1997年に開催された「第1回文化庁メディア芸術祭」において、「新世紀エヴァンゲリオン」がアニメーション部門で優秀賞を受賞しました。4部門ある中のアニメーション部門で、受賞されました。

また、日本映画界で最大のイベントとされる「日本アカデミー賞」において、「新世紀エヴァンゲリオンの劇場版 THE END OF EVANGELION Air/まごころを、君に」が、第21回話題賞の作品部門を受賞しました(1998年)。

「日本のメディア芸術100選」(2006年)のアニメーション部門で、1位を獲得しました。これは、文化庁のメディア芸術祭10周年を記念して開催されたものです。
2006年の夏(約1ヶ月間)に、専門家と一般人にアンケートを実施しました。その結果、選出されて、アニメーション部門1位となりました。なお受賞作品は、2007年1月に国立新美術館にて紹介されたそうです。

「新世紀エヴァンゲリオン」は、1997年の「第18回日本SF大賞」も受賞しています。これは、プロが選ぶSF賞です。日本人によるSF作品を対象に、選考委員が受賞作を決めます。SF小説の他にも、アニメや漫画、映画、評論などが受賞しています。

ずっと続くエヴァンゲリオン

「新世紀エヴァンゲリオン」は、迫力のあるバトルアクション謎めいたストーリーが見所のアニメです。
物語では、使徒の正体や目的、セカンドインパクトの真相など、多くの謎が絡み合っています。そして次第に、全貌が明らかになっていくというストーリーになっています。
シナリオ、演出、デザイン、音楽、これらの全てにおいて優れているアニメと言えます。14歳の少年・少女たちが成長していく姿に、きっと感動するでしょう。

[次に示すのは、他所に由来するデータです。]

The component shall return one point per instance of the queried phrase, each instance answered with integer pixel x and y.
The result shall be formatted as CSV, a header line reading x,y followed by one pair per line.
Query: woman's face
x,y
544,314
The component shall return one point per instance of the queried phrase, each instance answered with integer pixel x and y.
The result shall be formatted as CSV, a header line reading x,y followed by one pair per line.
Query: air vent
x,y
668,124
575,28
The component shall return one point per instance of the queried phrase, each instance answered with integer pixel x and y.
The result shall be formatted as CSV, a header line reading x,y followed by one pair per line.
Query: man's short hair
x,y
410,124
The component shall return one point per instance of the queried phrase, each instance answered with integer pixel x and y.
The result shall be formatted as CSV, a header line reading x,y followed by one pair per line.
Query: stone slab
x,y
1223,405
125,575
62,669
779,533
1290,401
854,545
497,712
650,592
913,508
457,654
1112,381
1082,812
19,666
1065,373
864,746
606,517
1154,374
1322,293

ちなみに「新世紀エヴァンゲリオン」の放送後から、テレビで週に放映されるアニメ番組の本数が、かなり増えたそうです。よってアニメ業界の発展にも、大きく貢献した作品と言えます。

「新世紀エヴァンゲリオン」は、1995年にテレビで放映されたアニメです。それから長い年月が経ちましたが、「新世紀エヴァンゲリオン」の世界観は、今でも多くの人たちを魅了しています。

ファンになった「きっかけ」も様々なようです。最初にテレビで放映されていたのを見てからファンになった方や、再放送や映画化によって、その存在を知ってファンになった方などです。そんなファンの皆さんは、「新世紀エヴァンゲリオン」のことを「エヴァ」や「エヴァンゲリオン」「EVA」などと呼んだりしています。

このように、今でもエヴァのファンは存在して、増え続けています。その人気が示すように近年においても、エヴァのコンテンツが色々と登場しています。
フィギュアでは、新しい物がどんどん制作されています。
ゲームソフトやDVD、CD、コミックスなども登場しています。
パチンコでも、定期的に新しい機種が出ています。

これだけコンテンツがあるので、エヴァのことを知らない人でも、その名前は知っているという人も多いようです。
「新世紀エヴァンゲリオン」は、現在進行形の作品と言えます。これからも新しい世界を見せてくれるでしょう。